Wikimedia Commons image from Royal Air Force, photographer unknown.

These days, microprocessors allow for smaller radars and stand-off triangulation for missile defenses.
Starting this fall, two blimps will float at 10,000 feet over the Army's Aberdeen Proving Ground in Maryland in an attempt to develop a defense for the nation's capital against cruise missiles fired from ships offshore.
Microprocessors also, notes Insta Pundit, allow for higher-resolution cameras high in the skies.
The Army, though it did not rule out the possibility of mounting these cameras, reportedly said it has no current plans to install them.
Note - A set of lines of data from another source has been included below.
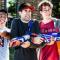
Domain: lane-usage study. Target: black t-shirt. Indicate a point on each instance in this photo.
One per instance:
(19, 28)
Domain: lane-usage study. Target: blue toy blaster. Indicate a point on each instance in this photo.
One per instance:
(47, 37)
(23, 38)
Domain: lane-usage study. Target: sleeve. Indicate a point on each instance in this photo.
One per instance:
(14, 28)
(36, 30)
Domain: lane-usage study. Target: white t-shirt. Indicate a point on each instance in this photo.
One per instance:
(4, 51)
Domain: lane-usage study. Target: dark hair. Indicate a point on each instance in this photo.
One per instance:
(3, 10)
(25, 5)
(44, 4)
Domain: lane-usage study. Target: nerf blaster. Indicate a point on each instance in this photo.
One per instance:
(46, 37)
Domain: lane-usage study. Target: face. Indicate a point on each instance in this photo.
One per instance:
(25, 14)
(46, 11)
(3, 19)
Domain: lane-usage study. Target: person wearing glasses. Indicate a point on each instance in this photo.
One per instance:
(4, 43)
(50, 51)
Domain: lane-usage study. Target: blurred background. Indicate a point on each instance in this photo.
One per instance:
(12, 8)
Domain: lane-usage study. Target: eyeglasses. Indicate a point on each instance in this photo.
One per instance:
(2, 16)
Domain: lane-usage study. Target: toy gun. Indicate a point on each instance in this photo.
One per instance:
(46, 37)
(23, 38)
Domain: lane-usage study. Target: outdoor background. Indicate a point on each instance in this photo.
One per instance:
(12, 8)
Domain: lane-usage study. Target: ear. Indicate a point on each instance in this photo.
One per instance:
(19, 13)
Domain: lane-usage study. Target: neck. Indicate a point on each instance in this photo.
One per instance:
(24, 21)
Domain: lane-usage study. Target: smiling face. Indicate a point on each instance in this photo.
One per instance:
(46, 11)
(3, 19)
(25, 14)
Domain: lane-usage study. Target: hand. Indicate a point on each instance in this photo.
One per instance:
(37, 40)
(26, 44)
(5, 35)
(1, 43)
(14, 43)
(51, 41)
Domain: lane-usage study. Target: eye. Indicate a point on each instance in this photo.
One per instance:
(25, 10)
The Washington Post reported that the Army said in a letter to the newspaper that it did not conduct a Privacy Impact Assessment because there is no intention of collecting any personally identifiable information.
Yes, and in an era of "stroke of the pen, law of the land," the absence of a limitation on government's powers bothers civil libertarians.
Officials insist they have no plans to put cameras on the blimps, but Christopher Calabrese of the ACLU points out there's no law against it.

"Right now there are no rules," he said. "There's nothing that bars us from having high-powered cameras monitoring our every public movement."
With the proliferation of security cameras, haven't the citizenry implicitly consented to be followed?